Robbed of What-If

It hit me on the way home, twenty minutes after we turned south on I-25, the gravity of my real life actual fucking situation. I just spent an excellent weekend with the only two blood relatives I have ever met, my daughter and my aunt. It was glorious and because it was glorious, I was tearing up in the car, planted firmly in a counterfactual Ghost Kingdom that suddenly felt undeniably real, just out of reach, but vivid and true. 

I’ve spent my whole life feeling like a spoiled brat when I talk about being adopted. I know, factually, that my biological mother was unprepared to care for me nor would she have been provided with the resources to do so. I feel guilty every time I pass a homeless person on a street corner or think about how I had the time and money to go to rehab and quit cocaine. I got a brand new car for my high school graduation and have no student loan debt to speak of. I am, in most manners of speaking, excessively privileged to lead the life that I do. 

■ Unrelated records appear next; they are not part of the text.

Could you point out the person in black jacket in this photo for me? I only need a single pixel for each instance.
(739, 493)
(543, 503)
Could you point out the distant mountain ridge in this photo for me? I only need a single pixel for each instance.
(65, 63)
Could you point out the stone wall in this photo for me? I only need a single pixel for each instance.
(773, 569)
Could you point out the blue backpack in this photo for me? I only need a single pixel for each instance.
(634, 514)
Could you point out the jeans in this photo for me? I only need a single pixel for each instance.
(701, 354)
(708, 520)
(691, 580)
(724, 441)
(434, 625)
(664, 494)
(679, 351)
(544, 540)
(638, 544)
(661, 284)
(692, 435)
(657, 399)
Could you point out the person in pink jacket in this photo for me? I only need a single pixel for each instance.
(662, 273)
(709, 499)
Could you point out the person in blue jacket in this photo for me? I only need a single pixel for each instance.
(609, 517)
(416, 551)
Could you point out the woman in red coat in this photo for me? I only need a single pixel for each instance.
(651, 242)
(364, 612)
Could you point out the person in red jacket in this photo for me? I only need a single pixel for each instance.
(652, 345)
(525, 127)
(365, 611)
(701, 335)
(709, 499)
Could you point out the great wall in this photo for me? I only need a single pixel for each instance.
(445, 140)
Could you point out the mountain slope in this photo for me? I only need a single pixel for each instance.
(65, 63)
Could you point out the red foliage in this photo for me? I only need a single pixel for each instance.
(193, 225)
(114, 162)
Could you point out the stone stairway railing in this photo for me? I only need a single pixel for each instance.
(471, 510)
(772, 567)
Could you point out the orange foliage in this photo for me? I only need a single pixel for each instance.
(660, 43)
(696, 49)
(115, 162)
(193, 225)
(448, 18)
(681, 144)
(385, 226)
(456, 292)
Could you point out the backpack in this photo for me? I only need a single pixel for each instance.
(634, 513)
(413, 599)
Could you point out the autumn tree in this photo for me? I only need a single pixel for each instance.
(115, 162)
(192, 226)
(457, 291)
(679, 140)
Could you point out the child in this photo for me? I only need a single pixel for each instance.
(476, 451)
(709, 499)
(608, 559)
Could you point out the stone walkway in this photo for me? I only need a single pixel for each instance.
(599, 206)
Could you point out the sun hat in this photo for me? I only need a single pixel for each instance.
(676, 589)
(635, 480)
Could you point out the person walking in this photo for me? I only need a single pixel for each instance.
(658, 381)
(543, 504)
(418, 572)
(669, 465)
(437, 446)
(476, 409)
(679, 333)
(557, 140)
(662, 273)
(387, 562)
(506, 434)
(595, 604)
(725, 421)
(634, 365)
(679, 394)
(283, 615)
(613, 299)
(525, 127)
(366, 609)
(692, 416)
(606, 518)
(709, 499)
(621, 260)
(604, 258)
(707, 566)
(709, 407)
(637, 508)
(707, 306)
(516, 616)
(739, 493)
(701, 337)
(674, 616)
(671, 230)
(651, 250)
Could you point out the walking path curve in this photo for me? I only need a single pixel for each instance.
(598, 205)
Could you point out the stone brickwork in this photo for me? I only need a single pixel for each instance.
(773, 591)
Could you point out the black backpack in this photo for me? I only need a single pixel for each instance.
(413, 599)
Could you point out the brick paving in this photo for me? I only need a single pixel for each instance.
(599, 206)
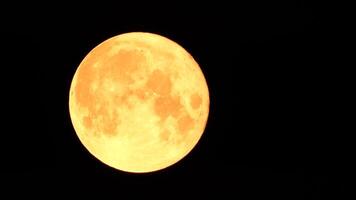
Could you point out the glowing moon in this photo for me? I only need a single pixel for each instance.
(139, 102)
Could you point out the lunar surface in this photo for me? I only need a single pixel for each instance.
(139, 102)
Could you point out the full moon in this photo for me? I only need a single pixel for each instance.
(139, 102)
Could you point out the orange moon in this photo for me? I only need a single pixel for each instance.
(139, 102)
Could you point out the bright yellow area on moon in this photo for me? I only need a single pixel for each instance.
(139, 102)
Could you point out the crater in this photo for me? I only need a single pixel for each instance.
(166, 106)
(159, 83)
(185, 124)
(122, 65)
(82, 88)
(195, 100)
(164, 135)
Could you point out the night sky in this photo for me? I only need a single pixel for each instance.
(274, 129)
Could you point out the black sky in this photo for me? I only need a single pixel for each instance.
(274, 129)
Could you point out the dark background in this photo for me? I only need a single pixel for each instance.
(275, 129)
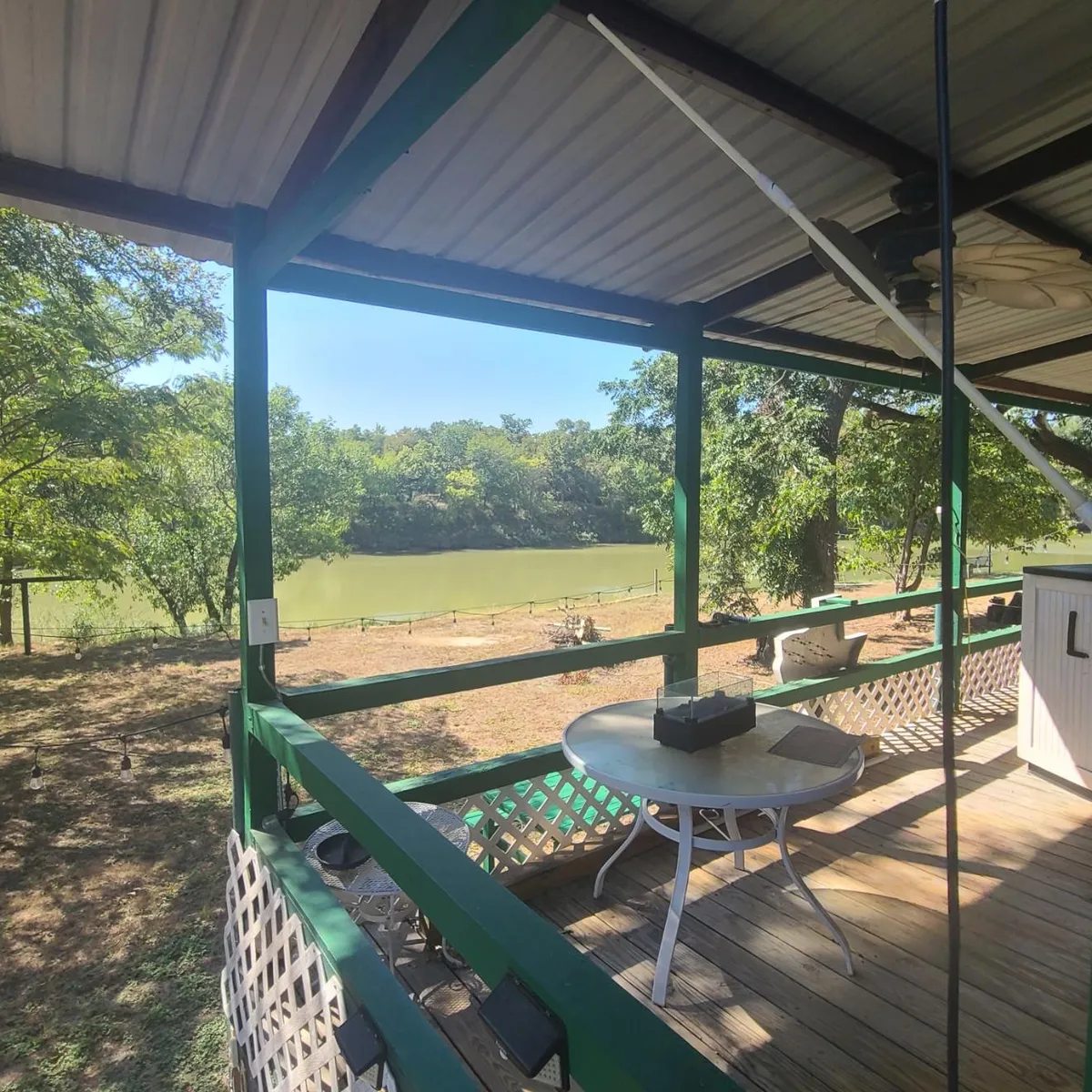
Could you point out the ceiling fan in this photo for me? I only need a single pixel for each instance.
(905, 266)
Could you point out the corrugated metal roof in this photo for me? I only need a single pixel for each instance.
(206, 98)
(983, 330)
(561, 162)
(1020, 72)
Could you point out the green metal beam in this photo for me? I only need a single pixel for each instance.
(687, 516)
(614, 1042)
(380, 292)
(349, 696)
(254, 511)
(332, 284)
(447, 785)
(769, 625)
(420, 1058)
(481, 35)
(256, 773)
(790, 693)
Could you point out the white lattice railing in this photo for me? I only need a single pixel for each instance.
(281, 1005)
(540, 823)
(875, 708)
(533, 823)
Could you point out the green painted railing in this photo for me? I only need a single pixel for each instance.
(349, 696)
(612, 1041)
(841, 609)
(419, 1055)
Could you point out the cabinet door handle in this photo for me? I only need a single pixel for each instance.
(1071, 637)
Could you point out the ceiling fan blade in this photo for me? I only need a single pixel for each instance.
(1031, 295)
(856, 251)
(1008, 261)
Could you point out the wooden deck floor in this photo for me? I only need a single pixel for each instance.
(758, 983)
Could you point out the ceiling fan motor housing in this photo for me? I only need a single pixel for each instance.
(915, 233)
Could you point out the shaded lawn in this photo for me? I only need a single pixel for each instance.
(112, 895)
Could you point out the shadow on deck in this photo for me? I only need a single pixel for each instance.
(757, 982)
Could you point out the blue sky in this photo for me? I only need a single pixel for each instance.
(372, 366)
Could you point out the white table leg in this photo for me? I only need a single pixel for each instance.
(733, 828)
(633, 831)
(675, 907)
(805, 890)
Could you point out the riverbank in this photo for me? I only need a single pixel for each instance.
(112, 894)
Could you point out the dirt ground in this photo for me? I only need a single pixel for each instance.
(112, 894)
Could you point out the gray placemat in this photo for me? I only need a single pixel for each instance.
(818, 746)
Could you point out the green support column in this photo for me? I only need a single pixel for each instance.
(961, 424)
(258, 770)
(687, 490)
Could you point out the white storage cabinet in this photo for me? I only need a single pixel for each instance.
(1055, 726)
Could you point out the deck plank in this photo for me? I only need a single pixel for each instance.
(758, 983)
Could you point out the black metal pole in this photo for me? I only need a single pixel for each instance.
(949, 632)
(25, 589)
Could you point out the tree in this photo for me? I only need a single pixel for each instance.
(179, 530)
(770, 445)
(77, 310)
(889, 481)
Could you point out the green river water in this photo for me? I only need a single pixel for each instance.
(376, 585)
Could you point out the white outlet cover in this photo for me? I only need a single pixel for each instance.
(262, 623)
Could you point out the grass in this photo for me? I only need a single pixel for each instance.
(112, 895)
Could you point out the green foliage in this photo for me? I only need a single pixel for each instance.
(179, 527)
(468, 485)
(77, 310)
(768, 474)
(890, 487)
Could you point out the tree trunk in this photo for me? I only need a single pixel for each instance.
(902, 573)
(210, 603)
(6, 591)
(1068, 452)
(233, 567)
(179, 620)
(820, 535)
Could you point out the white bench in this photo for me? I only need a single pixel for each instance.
(813, 653)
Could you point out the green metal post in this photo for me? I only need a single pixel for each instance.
(687, 490)
(258, 770)
(961, 426)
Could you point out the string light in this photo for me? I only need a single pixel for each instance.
(225, 737)
(35, 774)
(126, 763)
(37, 779)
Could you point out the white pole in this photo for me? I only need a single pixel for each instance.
(1080, 505)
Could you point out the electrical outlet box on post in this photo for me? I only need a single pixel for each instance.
(262, 626)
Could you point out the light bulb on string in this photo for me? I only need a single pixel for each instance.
(36, 780)
(225, 737)
(290, 796)
(126, 763)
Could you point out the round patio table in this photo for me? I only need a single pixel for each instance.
(615, 746)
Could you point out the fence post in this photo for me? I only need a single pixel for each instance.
(25, 590)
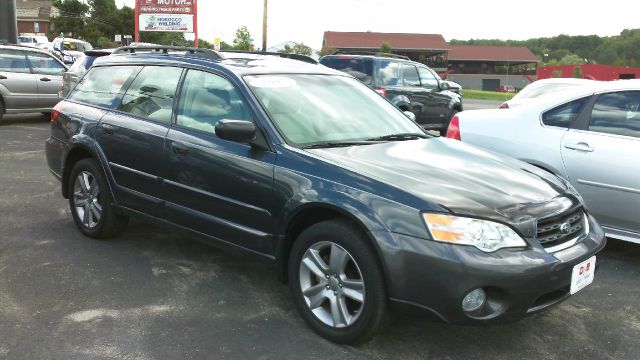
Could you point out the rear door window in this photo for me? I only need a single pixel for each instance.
(617, 113)
(410, 75)
(45, 64)
(360, 68)
(427, 78)
(150, 95)
(103, 86)
(563, 115)
(389, 73)
(206, 99)
(13, 61)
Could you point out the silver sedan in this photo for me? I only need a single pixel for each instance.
(30, 80)
(589, 135)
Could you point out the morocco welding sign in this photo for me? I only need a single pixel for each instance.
(162, 22)
(167, 15)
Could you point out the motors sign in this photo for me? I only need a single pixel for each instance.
(167, 15)
(170, 22)
(165, 6)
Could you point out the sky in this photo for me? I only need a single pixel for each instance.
(306, 21)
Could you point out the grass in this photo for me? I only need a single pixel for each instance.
(486, 95)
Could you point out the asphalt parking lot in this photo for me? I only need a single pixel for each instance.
(153, 294)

Those things are all true, but so is the fact that my birth was a family secret, something only my grandfather and mother knew about until it was too late, until I was already gone. Had my grandmother known, had my aunt known, they would have stepped in. When they found out, they cried on the phone together. And from that moment, thirty years passed to this one. 

I reconnected with my aunt last year, and since then we’ve talked on the phone every other Saturday night like clockwork. She knows the whereabouts of my mother and tells me how she’s doing. She also tells me stories from the past. My grandmother passed away before I could meet her, but the stories I’ve been hearing for the past year are so colorful and mystical, they fill me with wonder and sadness that I missed out on knowing such a woman. This past weekend was the first time that my daughter and I visited with my aunt in person after so many phone calls and picture exchanges.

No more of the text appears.